Groups challenging Wisconsin’s voter ID law in filings asked a full appeals court to reverse a decision by three federal judges that allows the law to go into effect this fall. The submissions Tuesday and Wednesday by lawyers for the Advancement Project and the American Civil Liberties Union said Friday’s decision by a panel of judges from the U.S. 7th Circuit Court of Appeals was a “radical, last-minute change to procedures for conducting an election that is already underway.” “Supreme Court precedent and other circuits uniformly caution against such eleventh-hour changes to the election laws, even where those courts have approved such changes for future elections,” the attorneys wrote. In a terse order Wednesday, the court told Attorney General J.B. Van Hollen’s office to respond by Tuesday. Van Hollen declined to comment on the filings through his spokeswoman, Dana Brueck. The legal fight is coming to a head just seven weeks before the Nov. 4 election between Republican Gov. Scott Walker and Democrat Mary Burke. Walker signed the voter ID law in 2011; Burke opposes it.
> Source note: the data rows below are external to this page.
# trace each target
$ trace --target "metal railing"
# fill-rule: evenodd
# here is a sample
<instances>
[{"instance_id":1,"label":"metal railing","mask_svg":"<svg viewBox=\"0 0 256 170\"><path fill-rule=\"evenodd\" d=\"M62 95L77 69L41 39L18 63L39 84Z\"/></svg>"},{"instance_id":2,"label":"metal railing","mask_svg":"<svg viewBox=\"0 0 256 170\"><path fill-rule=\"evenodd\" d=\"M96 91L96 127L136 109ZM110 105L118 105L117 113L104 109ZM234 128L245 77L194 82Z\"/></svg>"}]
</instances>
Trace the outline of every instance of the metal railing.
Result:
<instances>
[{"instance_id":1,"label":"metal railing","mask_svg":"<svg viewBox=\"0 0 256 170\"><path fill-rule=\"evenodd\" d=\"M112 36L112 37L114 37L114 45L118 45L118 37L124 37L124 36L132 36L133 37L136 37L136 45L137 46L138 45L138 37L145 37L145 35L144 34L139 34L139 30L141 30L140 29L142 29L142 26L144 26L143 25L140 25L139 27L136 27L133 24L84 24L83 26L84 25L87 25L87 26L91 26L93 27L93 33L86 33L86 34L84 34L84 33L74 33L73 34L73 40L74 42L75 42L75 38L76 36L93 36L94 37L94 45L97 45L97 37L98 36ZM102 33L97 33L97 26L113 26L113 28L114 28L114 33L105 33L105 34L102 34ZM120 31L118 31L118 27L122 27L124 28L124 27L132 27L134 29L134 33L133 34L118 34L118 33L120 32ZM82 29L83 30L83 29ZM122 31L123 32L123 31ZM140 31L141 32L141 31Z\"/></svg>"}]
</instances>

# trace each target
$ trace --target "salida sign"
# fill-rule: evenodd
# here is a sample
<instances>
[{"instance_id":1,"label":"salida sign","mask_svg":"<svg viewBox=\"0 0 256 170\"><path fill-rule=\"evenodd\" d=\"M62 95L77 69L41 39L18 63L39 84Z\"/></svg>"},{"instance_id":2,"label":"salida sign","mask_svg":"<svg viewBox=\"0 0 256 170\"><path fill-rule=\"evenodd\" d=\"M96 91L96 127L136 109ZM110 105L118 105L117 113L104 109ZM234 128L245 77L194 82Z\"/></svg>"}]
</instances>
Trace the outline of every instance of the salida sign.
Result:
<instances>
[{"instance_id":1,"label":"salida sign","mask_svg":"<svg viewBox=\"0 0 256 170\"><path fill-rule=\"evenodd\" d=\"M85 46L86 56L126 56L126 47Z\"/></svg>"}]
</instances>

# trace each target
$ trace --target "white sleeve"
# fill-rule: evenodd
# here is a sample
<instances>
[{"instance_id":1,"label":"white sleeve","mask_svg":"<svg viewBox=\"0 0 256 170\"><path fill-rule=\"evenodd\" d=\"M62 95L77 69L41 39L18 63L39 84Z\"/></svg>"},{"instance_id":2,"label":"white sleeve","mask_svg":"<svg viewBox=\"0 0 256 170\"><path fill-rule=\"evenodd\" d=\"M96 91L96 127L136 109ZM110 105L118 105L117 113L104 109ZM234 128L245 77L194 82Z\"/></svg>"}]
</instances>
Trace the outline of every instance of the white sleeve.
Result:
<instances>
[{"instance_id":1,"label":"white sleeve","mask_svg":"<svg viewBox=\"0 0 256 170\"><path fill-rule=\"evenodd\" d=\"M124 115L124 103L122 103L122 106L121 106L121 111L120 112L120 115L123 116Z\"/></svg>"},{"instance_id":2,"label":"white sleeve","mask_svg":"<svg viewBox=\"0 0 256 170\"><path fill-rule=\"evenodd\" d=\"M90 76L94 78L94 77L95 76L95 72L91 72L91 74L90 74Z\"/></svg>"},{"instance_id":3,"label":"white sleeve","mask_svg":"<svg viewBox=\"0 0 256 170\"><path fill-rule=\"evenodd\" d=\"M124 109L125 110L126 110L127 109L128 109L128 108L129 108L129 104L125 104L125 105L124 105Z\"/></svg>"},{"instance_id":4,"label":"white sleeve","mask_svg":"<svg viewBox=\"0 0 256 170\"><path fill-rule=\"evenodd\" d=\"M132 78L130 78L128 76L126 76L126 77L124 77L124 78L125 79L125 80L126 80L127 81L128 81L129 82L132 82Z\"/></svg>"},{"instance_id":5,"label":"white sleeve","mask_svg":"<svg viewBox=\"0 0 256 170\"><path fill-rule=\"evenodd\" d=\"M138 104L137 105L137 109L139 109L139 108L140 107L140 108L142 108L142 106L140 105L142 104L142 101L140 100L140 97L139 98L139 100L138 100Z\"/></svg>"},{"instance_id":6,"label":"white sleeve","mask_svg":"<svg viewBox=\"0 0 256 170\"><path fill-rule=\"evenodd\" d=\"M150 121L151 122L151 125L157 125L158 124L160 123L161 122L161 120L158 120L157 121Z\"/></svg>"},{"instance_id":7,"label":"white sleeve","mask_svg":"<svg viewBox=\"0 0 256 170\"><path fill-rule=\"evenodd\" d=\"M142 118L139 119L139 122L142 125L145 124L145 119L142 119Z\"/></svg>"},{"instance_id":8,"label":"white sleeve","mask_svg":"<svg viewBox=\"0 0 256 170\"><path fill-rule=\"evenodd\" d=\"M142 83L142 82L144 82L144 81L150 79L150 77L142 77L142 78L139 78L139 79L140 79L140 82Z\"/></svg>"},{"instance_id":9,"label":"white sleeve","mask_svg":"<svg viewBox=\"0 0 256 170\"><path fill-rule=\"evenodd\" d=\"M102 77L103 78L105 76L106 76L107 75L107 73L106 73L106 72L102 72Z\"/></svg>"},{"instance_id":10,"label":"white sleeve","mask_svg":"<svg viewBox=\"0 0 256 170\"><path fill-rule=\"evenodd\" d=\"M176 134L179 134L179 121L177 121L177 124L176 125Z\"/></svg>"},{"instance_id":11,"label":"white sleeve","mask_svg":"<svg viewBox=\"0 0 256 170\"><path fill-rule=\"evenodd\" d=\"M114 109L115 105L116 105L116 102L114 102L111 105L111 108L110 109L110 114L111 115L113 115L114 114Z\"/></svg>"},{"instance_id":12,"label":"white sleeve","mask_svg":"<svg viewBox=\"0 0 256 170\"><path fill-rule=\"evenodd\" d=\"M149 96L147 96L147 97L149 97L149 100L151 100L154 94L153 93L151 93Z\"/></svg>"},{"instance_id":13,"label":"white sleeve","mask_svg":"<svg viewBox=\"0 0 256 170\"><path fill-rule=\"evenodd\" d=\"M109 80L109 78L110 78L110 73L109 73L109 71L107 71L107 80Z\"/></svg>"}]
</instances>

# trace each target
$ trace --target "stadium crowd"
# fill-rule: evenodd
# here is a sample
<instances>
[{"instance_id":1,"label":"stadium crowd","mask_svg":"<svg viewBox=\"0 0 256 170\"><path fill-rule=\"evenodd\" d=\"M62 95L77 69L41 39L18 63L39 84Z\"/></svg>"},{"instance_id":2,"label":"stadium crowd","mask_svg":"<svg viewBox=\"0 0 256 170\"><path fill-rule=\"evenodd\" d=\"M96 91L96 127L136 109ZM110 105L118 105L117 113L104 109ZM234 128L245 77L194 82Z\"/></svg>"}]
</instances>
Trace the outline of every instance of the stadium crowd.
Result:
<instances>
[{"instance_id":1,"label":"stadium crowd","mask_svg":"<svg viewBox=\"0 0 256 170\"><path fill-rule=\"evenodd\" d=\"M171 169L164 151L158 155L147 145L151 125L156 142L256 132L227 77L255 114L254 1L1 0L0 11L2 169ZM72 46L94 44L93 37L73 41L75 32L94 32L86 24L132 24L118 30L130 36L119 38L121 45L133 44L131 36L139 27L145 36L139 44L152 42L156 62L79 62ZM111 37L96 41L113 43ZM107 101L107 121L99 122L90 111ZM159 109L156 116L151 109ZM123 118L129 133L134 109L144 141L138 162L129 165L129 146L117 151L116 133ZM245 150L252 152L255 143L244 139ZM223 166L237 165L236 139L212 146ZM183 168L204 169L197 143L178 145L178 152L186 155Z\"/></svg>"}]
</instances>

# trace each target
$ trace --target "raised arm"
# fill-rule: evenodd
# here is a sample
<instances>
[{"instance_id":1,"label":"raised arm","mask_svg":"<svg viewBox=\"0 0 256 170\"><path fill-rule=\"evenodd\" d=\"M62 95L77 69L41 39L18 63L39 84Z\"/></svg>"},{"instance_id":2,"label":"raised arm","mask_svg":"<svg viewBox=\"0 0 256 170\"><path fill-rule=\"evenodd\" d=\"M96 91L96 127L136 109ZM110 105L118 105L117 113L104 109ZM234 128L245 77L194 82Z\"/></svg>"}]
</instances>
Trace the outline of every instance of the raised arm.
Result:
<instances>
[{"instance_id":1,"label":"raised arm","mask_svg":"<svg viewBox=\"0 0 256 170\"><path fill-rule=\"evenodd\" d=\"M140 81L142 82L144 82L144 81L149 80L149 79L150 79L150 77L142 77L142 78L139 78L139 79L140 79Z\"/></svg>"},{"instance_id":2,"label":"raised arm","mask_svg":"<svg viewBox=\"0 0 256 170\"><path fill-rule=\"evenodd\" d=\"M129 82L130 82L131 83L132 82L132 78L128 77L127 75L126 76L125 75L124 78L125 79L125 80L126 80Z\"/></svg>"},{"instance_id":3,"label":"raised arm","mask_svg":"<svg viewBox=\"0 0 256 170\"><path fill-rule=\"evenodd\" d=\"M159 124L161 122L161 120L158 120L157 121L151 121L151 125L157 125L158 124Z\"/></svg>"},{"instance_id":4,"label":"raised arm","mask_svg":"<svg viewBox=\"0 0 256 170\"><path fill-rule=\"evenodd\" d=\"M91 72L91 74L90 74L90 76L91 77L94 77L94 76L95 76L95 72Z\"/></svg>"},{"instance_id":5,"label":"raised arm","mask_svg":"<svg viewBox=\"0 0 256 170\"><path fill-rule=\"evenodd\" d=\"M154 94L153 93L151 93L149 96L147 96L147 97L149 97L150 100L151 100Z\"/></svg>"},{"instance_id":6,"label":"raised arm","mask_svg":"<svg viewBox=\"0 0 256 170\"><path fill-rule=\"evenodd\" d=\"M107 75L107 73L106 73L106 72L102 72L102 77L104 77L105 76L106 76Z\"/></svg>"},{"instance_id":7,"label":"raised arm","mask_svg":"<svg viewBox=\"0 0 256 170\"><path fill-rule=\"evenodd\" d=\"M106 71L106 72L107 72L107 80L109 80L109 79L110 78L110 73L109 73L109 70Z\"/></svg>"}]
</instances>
The ID law was in place for a low-turnout primary in February 2012 but then blocked by a series of decisions by state and federal courts. The state Supreme Court ruled the voter ID law was constitutional this summer and the federal appeals panel on Friday determined the state was likely to prevail in its arguments and could implement the law. With Friday’s order, the state crossed the last barrier to putting the law into place, and election officials immediately said they would do that.
Those opposed to the law filed an emergency motion asking the full 10-member appeals court to step in. They are asking the court to block the law from going into effect this fall while the panel renders a final decision on whether the law violates the U.S. Constitution and federal Voting Rights Act.
For the opponents to succeed, a majority of the court would have to agree to take the case and then to halt the ID law. If the appeals court doesn’t stop the law, attorney John Ullin said, the plaintiffs may ask the U.S. Supreme Court to intervene in the case.